A propos du prix du scénario ex-æquo : 

Andreï Zviaguintsev (que tout le jury appelle Professeur) : C’était une tâche insurmontable, quasi impossible, on avait 7 prix à remettre pour 21 films. On a été obligés de faire des concessions. Mais le résultat est à la hauteur de nos efforts communs. Je ne peux pas vous en dire plus car on a signé un document, on ne peut pas ébruiter tout ce qu’il s’est dit entre nous.

À propos de Blackkklansman, de Spike Lee : 

Ava DuVernay : Parce qu’il le méritait.

Léa Seydoux : Le monde est en train de changer et nous pensons que ce film est un constat éclatant de ce changement et qu’il était nécessaire de le récompenser.

Khadja Nin : mais aussi parce que c’est un grand film qui porte un message

Cate Blanchett : Il y a un passage extraordinaire à la fin qui nous a tous marqués.

Ava DuVernay : En tant que réalisatrice afro-américaine, j’ai été très émue par ce film. Quand je suis arrivée, j’ai décidé de ne rien dire, d’écouter les autres membres du jurys, et à ce moment-là nous avons eu un débat puissant. Beaucoup de questions ont été soulevées. On a vraiment été unis par la passion du cinéma. Il y a eu des questions sur ce que vivent les afro-américains aujourd’hui aux États-Unis.

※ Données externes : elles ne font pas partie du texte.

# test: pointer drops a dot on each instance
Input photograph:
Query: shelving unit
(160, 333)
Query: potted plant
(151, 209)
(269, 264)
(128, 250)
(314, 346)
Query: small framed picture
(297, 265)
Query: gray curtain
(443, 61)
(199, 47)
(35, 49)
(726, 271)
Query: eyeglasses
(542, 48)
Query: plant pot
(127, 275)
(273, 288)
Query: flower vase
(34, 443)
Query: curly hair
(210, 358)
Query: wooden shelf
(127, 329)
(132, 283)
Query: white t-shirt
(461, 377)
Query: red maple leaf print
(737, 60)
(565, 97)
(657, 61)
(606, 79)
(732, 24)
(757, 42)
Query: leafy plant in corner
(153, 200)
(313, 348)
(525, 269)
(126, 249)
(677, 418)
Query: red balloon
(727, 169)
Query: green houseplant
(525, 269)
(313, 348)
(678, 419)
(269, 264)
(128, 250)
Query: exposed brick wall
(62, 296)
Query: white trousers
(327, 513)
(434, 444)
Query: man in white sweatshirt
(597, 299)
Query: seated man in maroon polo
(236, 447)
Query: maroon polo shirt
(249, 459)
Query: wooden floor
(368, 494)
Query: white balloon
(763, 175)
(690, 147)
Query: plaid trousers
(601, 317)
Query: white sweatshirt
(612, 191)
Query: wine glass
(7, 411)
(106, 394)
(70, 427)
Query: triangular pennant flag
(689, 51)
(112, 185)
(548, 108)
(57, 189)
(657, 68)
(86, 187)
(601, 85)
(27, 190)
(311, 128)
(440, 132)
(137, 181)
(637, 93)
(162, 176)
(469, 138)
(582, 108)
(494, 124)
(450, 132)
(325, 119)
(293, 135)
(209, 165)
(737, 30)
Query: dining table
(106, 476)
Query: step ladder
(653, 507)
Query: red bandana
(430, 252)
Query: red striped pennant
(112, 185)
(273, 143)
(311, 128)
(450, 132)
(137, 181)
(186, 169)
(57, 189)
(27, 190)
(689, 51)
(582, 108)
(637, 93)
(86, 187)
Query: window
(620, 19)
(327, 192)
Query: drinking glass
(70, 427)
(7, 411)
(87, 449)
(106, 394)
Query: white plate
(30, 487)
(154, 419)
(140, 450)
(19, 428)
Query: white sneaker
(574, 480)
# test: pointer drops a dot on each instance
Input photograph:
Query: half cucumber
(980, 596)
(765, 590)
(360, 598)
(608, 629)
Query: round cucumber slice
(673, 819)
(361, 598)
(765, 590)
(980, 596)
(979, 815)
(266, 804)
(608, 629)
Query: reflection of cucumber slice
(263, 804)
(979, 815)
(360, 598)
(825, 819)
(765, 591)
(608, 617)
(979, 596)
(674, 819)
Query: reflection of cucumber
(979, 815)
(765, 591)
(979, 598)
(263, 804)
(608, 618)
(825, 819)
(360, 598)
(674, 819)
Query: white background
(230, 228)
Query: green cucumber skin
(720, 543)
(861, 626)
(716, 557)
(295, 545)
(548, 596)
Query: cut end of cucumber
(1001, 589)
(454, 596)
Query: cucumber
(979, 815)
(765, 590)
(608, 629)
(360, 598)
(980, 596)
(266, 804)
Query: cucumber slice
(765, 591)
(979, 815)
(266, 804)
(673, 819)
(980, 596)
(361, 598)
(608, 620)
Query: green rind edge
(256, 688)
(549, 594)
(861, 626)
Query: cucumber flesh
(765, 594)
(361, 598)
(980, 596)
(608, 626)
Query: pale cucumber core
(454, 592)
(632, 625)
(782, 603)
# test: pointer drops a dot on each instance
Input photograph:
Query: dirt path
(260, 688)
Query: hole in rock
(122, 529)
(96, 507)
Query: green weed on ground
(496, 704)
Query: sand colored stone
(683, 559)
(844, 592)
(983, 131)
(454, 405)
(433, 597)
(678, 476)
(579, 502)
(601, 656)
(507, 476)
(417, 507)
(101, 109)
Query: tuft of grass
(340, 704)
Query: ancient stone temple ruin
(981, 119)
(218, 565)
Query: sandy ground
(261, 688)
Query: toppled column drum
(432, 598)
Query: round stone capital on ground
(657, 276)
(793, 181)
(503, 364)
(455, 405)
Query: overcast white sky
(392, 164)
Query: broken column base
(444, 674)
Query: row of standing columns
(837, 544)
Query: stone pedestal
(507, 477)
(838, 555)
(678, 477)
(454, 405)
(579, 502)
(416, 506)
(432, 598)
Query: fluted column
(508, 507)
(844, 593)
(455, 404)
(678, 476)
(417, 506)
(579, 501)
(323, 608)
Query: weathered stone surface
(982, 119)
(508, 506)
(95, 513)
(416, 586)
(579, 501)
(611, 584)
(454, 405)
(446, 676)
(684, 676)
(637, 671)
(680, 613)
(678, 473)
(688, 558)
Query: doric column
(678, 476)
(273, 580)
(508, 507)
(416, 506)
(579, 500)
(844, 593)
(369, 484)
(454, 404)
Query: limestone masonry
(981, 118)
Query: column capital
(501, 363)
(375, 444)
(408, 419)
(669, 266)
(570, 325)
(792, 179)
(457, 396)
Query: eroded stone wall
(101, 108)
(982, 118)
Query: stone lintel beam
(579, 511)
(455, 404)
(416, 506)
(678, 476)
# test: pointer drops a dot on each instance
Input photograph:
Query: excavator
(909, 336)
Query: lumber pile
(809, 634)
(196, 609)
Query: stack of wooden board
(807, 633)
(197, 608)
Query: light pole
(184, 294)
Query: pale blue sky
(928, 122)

Cate Blanchett : C’est un festival international du film et quand un film représente très bien les particularités de son pays. Spike Lee a parlé d’un aspect très important des États-Unis et les non-américains se sont sentis liés par cet aspect américain. Le film dépasse les frontières des États-Unis.

La conférence de presse s’achève avec les remerciements d’Ava DuVernay à Cate Blanchett pour sa manière grandiose d’avoir mené ces discussions et d’avoir écouté tout le monde.